The words were slurred, but distinct.

I thought Jan had said she couldn’t speak. I think he’d believed that himself, because there was silence for almost a full minute. And then he began to laugh. I wanted to block my ears from the ugly sound.

“So you can talk,” Jan said in between chuckles. I crept closer to see. “All this time and I was right and they were wrong.” There was a sharp schick of a knife being pulled out from its sheath. “You wanna die? I can help you with that, but tell me first why the Captain didn’t kill you himself.”
“Just kill me,” I saw the woman’s body jerk upright and her arms latch onto Jan’s, making him yell in surprise, trying to force the knife down toward her body. “Kill me. Just kill me!”

There was a struggle for a moment, but eventually Jan fought her off and threw her to one side, holding his knife clear of her.

“You’re crazy, you know that?” he said calmly, putting the knife away. “I get it now. You’re desperate to die, but too scared to kill yourself. It all makes sense to me now. You wanted to die, so the Captain let you live. You’re no spy and if you were one once, you’re not now.”
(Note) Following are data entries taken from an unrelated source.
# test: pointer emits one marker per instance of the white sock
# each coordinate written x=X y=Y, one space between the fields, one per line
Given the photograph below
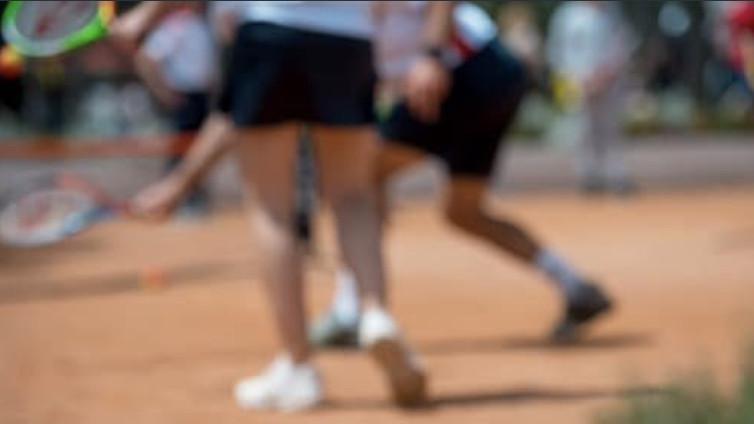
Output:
x=559 y=271
x=345 y=303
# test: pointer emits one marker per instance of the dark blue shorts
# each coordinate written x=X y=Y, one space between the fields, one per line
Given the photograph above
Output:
x=487 y=90
x=281 y=74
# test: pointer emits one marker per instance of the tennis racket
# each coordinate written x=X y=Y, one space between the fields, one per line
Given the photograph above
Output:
x=48 y=28
x=51 y=208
He kicked her and laughed.

“Cos you’re nothing,” he leaned in and said in her ear, holding her hands clear of his belt. He forced her back down onto the ground and when she let loose a sob, he laughed again, moving with greater urgency to get any clothes out of his way.
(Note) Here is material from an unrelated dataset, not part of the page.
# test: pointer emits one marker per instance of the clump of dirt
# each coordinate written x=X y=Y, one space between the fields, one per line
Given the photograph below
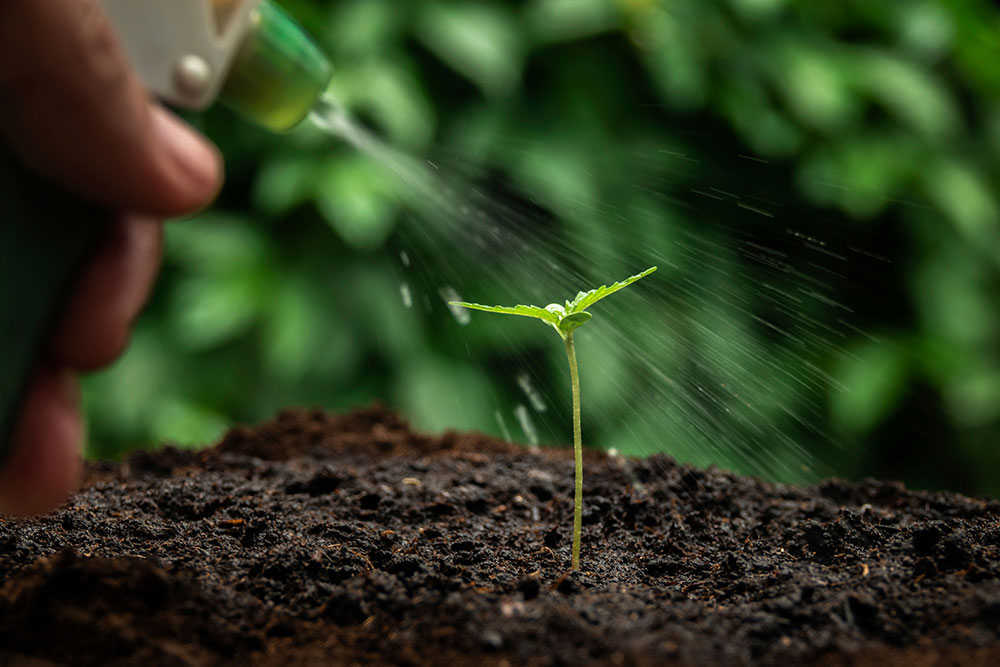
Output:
x=319 y=538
I picked up a stone and threw it some distance away, making him pause for a moment.

Unexpectedly, footsteps crunched toward where I’d thrown the stone and I crouched down.
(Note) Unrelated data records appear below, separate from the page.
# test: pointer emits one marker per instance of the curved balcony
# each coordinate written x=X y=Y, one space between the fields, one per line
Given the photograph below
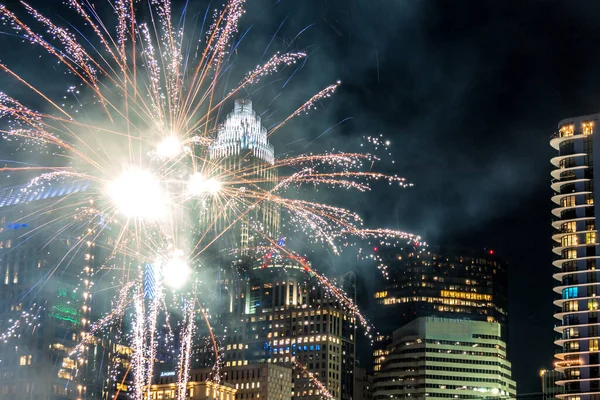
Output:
x=560 y=342
x=559 y=249
x=556 y=198
x=560 y=302
x=560 y=275
x=556 y=185
x=562 y=314
x=556 y=160
x=561 y=356
x=559 y=289
x=556 y=141
x=561 y=328
x=556 y=173
x=558 y=210
x=558 y=263
x=558 y=223
x=565 y=381
x=558 y=236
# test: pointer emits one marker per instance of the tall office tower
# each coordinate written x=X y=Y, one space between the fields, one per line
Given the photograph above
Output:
x=283 y=316
x=46 y=299
x=265 y=381
x=445 y=358
x=576 y=255
x=363 y=384
x=549 y=387
x=242 y=147
x=441 y=282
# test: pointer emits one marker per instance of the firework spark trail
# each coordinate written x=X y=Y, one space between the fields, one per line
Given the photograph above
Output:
x=309 y=105
x=315 y=380
x=139 y=79
x=138 y=359
x=186 y=351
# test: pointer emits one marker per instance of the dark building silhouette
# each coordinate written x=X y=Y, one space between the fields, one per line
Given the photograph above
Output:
x=439 y=282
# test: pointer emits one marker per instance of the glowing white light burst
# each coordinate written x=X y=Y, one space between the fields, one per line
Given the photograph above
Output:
x=176 y=271
x=138 y=194
x=198 y=185
x=149 y=76
x=169 y=147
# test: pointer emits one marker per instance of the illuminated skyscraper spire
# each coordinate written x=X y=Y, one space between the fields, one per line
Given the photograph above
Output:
x=242 y=145
x=242 y=130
“Oi, Jan, where you gone?” Tim’s voice called. “What’s taking so long to take a piss and what are you doing out here? You gonna get us in trouble tomorrow with your gear the mess it is. Sharon’s about ready to wring your neck.”

Cursing under his breath, I heard Jan zip his pants back up and walk out to Tim.

“You just wrecked a perfectly romantic moment, you idiot.”
“Your dick ain’t going anywhere,” Tim snorted, disgust evident in his voice. “Don’t see what interest you have in a ragdoll like that anyway. There’s no fun in beating someone who’s already down. It’s just sick and you’re a dickhead thinking she’s a spy.”
“She ain’t a spy. Not anymore,” Jan crowed.
“What’d you do?” Tim’s footsteps paused.
“Don’t worry. I just finally managed to make her talk.”
“I thought she was a mute. What did she say?” their footsteps resumed.
“She’s crazy. Just wanted me to kill her.”
“I’d want someone to kill me too if a bloke as ugly as you came after me – ow. What was that for?”

After their voices and footsteps had faded away, I slipped around the truck to where the young-old woman was still lying, my stomach feeling heavy at the fact that I hadn't really tried to save her - that I hadn't the guts to face up to a man like Jan. Although nothing much would have happened if I had been found aside from some dirty jokes, I still felt my heart racing and relief coursing through my veins.

“Hey. Hey, come on. They’re gone now. I’ll help you back to your lean to.”

She didn’t answer me. In the dim light, her eyes glimmered, staring up at the starry sky. In her right hand, Jan’s knife glinted.